I wonder where that statue of John Murrell is now…

Edited to add: I’m kind of bummed more people don’t sit on the roof of the capitol nowadays.

7 Responses

  1. You can find a shit-ton of photos of the Centennial in the art gallery at the Parthenon. There’s an art gallery with paintings, but as you walk up to the enclosed gallery space you pass an exhibit of photos of the building of the Nashville Parthenon (which was erected for the Centennial) and then pictures of the Centennial festivities–which took place all over, i think.

    We saw this for the first time in October, and let me tell you. It is a damned weird experience. I know back then they were thinking they were so urbane, but in hindsight it’s like the most racist Kiwanis Parade of all time.
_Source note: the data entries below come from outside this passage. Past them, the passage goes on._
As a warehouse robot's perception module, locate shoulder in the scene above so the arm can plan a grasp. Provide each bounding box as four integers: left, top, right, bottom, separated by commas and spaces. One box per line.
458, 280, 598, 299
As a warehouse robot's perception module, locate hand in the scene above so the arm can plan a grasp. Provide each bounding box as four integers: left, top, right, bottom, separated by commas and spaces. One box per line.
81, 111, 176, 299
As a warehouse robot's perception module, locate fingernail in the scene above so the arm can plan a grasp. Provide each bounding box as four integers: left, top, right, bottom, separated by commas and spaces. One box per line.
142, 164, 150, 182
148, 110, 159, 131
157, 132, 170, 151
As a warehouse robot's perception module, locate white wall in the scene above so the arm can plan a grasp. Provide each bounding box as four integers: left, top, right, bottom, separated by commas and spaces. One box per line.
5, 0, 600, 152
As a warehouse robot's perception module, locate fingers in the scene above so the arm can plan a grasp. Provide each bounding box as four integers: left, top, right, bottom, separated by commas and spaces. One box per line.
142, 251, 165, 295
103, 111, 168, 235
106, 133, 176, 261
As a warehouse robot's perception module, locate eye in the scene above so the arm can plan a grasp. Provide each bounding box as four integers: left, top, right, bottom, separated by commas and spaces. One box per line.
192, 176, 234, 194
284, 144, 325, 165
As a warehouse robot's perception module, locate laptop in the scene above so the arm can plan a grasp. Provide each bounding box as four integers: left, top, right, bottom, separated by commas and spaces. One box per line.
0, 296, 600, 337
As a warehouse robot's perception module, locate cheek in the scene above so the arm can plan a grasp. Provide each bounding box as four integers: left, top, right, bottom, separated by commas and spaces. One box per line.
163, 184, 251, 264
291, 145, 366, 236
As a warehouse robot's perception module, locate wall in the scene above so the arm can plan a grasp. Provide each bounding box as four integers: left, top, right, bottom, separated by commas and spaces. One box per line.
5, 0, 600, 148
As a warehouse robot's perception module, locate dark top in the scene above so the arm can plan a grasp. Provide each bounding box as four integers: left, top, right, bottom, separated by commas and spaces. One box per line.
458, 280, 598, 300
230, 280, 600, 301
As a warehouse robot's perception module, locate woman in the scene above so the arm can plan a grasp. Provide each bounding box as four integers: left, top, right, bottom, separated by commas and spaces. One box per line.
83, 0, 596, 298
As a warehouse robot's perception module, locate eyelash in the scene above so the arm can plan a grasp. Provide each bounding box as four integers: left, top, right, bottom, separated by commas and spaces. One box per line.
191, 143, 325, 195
I can’t remember all of it because I was with my brother AND having some sort of physical problem. But there are huge pictures of parts of town made up to look like other parts of the world. And pictures of obviously rich society people looking really proud of things. And lots of pictures of Nashville. And IIRC those pictures are printed in one of the souvenir photo books on sale in the gift shop. And if after all this you want to get your $6 back by going upstairs to see Athena maybe you can tell me why she has a third boob that is also a screaming monkey head.

    FWIW, I found the art museum lovely, the pictures compelling in an eerie way and the famed Athena statue horribly troubling in the extreme.

    And none of this is probably what you meant.

  2. Oh look at whose Nashville history sucks so much she didn’t realise all the creepy pictures were 1897, not 1880. Damn it. I’m an idiot.

  3. I walk by/look at the centennial historical marker in front of the Estes Kefauver regularly. The text ends with something about how the centennial celebration featured the grandest display of fireworks ever seen in town. What kind of fireworks did they have in 1880? Seems like they would be really loud and very dangerous.

  4. Coble, don’t feel bad. I had to read the paragraph four times in the book to get that they were saying “The Nashville Centennial Exposition” (the exposition in honor of the Nashville centennial) and not “The Nashville Centennial Exposition” (the state centennial exposition held in Nashville). But both look to have been strange racist Kiwanis rallies, just in different ways.

    Jess, I can’t even imagine. The thing that stuns me is that, looking at these old pictures, Nashville in the 1880s through the 1910s is just disgustingly smoggy. The coal smoke is so thick in the air that every picture of an exterior of the city seems to have a cloud of pollution in it.

    Those must have been some incredible fireworks to even be seen through the layer of coal smoke. Speaking of which, if my atmosphere were that full of soot, I’d be nervous about sparking it. But that’s just me.

  5. I get the heebie jeebies, worrying about someone sliding off that roof.

  6. I will resist getting all pedantic about fireworks (especially after the Centennial debacle of 3am….) but since the publisher I once worked for also imported fireworks and I had to write copy about the Upstanding History and Tradition of Pyrotechnics….

    The fireworks we have and use now are actually pretty unchanged in fundamental composition since about 1700AD. I mean, it’s just gunpowder, paper and various other chemical compounds for colour and explosion variance.

    The modernisation of fireworks has been more about the computational lighting and choreography.

  7. Jess, I have noticed that sign and nodded my head. Because Nashville appears to me to have the best official-fireworks-displays-per-capita of any place I’ve been. Seriously, I’ve seen better and longer fireworks here than in much bigger cities. So I’m willing to believe that this was a tradition started at the Centennial celebration. And a good thing, I say.